What would Metallica’s biggest hit, “Enter Sandman,” sound like if it were written by one of the band’s chief influences, Iron Maiden? YouTuber Börje Unchained is attempting to answer that with a cheeky cover of the song written in the style of Maiden’s mid-Eighties records.
In the clip, which comes via Metal Hammer, he wears masks of Maiden’s members as he recasts the iconic opening riff in “Sandman” as a more ponderous, melancholy line (with stacked guitar harmonies of course) and keeps the shtick going into the verse riff, which now has ostentatious trills and even more Maidenesque harmonies. Then vocalist Robin Roy does his best impression of Bruce Dickinson’s air-raid siren wail. The only thing missing is a Vincent Price-like voice doing the “Now I lay me down to sleep” prayer, à la Maiden’s “Number of the Beast.”

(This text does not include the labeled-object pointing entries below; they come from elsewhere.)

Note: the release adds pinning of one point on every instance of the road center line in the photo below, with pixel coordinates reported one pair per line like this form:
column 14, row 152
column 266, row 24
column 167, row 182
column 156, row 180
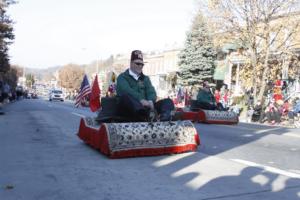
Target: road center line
column 292, row 135
column 267, row 168
column 77, row 114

Toward the end of the song, Roy attempts his best Dickinson “scream for me …” and shouts out both Maiden fans and Metallica fans, which are, of course, pretty much the same people in 2021. But that wasn’t always the case.
About a decade ago, Dickinson put his foot in his mouth by saying his band was “better than Metallica.” “They might be bigger than us, and they might sell more tickets than us, and they might get more gold-plated, middle-class bourgeoisie turning up to their shows,” he said at the time, “but they’re not Maiden.” He was joking, of course, although it wasn’t totally clear when his words came out in soundbites.
Looking back on the incident in a 2017 Rolling Stone interview, he maintained that his whole rap was simply a grand windup. “We have a great relationship with Metallica,” he said. “It wasn’t aimed at Metallica. It was aimed at the rest of the world to say, ‘We’re back and we mean it. We mean it so much that we’re going to say something pretty outrageous, so why don’t you come to the show and find out. We dare you.’ It’s throwing down the gauntlet, and I’m the lead singer. It’s my job. It’s what I do. So is it arrogant? Uh, yeah. You’re the lead singer of Iron Maiden, and you’re going to be arrogant every now and again, because it kind of goes with the territory, yeah.”
But of course, Metallica never took it seriously. After all, they’d already paid tribute to Maiden on their 1987 EP, Garage Days Re-Revisted, when they closed the record out with a janky attempt at the intro to “Run to the Hills.” Maiden returned the favor by shouting out Metallica at the end of their cover of Montrose’s “Space Station No. 5.”